I unloaded the truck with the help of a couple of friends and realized I still had some space in my newly built storage area. The crown jewel of the entire load was a set of vintage Klipsch Belle speakers, the second from the top-of-the line from the early 80s. The cabinets were in decent condition, but the grille cloth had some cat scratch damage. I’d ordered the new grille cloth, then found out online that the cabinet had to have some serious dismantling to replace the cloth. I was going to do it but also listed the speakers on the website Reverb at a slightly reduced price to reflect the damage. They sold within a week of listing them. The other choice item was a Sansui G-22000 receiver, also the second from top-of-the-line. This beast put out 220 watts per channel. One channel was blown, but the repair was easy enough, and I sold it for $8,200 US. With the sale of a couple of other items, I’d covered my cost of the haul. While I made good money on this load, Gordon ended up being correct: most of the gear needed tech work, and wasn’t in as good of a condition as I’d hoped.

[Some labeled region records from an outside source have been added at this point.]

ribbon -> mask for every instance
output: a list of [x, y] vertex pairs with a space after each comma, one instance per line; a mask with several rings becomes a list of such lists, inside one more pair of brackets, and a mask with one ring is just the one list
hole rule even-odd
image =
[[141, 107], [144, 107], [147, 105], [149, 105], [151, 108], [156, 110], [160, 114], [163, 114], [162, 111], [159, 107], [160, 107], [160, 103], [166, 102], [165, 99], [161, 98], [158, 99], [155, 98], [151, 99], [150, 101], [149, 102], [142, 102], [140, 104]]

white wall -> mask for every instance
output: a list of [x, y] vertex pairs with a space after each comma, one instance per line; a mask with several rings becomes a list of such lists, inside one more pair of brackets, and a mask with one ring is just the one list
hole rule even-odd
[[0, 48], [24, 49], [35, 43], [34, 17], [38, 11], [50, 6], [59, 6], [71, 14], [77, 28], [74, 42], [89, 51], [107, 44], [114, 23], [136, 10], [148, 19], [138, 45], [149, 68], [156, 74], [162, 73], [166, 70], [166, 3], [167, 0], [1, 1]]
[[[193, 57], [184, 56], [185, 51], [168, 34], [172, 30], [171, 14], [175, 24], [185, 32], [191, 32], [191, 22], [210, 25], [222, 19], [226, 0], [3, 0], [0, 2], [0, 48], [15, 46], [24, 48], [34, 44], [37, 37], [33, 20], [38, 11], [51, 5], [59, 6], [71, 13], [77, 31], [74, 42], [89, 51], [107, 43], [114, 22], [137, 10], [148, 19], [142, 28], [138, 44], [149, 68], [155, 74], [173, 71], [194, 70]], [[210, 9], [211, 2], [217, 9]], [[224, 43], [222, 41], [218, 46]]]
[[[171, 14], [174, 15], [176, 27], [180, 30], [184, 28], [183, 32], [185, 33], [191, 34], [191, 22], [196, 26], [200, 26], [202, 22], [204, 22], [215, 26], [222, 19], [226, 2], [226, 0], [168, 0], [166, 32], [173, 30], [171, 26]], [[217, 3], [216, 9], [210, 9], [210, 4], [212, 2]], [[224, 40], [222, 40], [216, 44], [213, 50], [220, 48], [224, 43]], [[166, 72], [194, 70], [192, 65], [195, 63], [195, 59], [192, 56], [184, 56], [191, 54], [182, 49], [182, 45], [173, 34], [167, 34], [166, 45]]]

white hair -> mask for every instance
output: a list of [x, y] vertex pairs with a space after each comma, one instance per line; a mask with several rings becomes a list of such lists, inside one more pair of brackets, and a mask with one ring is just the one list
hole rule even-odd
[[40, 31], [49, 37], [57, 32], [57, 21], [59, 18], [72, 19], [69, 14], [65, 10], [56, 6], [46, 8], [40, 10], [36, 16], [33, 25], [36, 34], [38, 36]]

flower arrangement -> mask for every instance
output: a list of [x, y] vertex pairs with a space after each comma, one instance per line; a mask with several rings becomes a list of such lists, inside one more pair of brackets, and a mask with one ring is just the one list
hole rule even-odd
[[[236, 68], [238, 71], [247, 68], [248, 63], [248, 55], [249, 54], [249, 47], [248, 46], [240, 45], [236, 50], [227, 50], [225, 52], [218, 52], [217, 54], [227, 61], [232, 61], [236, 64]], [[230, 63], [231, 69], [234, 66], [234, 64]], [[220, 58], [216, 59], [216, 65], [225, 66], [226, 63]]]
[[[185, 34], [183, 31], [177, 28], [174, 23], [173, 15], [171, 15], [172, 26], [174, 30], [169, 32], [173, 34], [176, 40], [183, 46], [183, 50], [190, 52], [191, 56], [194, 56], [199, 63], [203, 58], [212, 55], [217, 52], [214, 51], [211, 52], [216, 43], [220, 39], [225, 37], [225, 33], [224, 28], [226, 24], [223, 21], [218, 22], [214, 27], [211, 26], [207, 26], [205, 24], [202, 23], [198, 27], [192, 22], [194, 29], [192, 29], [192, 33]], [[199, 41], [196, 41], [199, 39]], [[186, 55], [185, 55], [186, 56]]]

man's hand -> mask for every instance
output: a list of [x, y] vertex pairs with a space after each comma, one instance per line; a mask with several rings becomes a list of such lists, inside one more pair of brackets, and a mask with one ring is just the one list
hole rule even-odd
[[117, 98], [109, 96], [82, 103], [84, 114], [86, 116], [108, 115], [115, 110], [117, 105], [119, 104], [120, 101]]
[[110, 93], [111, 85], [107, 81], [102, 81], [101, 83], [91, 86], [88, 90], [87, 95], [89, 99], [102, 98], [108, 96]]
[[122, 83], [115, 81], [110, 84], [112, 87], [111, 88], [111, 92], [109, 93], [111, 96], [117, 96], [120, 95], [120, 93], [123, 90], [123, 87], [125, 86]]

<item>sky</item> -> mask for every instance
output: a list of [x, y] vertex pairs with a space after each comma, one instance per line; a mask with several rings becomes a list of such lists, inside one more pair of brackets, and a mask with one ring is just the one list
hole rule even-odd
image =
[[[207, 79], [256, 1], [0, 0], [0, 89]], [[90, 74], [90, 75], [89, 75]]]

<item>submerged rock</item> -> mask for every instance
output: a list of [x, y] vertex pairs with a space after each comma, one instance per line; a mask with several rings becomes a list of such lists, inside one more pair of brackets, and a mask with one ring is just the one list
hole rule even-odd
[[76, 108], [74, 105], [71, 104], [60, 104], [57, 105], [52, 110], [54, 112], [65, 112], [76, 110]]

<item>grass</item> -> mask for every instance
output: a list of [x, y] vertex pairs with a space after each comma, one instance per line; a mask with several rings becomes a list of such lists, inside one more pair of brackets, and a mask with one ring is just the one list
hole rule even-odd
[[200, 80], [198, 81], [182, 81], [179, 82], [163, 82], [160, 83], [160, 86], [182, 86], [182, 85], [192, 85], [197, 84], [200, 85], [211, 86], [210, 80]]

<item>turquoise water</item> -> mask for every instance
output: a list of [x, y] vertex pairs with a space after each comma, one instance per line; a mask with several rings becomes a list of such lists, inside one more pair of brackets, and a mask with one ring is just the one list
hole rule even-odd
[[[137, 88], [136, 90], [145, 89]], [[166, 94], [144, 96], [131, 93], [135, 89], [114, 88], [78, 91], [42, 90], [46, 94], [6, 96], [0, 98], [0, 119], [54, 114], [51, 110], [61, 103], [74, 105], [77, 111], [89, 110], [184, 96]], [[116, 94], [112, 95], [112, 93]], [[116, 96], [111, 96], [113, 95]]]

In 2022, I managed to pay off my house that I’d purchased with the money I’d saved selling CRT projectors in 2002. Friends had told me that there’s nothing like the feeling of putting the key into the lock of a house that you owned, rather than a place that you rented. When I finally moved into my place in 2002, I didn’t have any of those feelings. I did, however, feel great when I paid off the house. Not having a mortgage payment is very liberating, not to mention a lot easier on the pocketbook.

In June of 2023, I saw yet another bunch of listings appear on Facebook in the various groups, all posted by a woman who was liquidating her dad’s pro audio repair shop. My ears (and eyes) perked up, and I messaged her as the shop was located in Tacoma, about 30 minutes south of Seattle, which was 2 hours away.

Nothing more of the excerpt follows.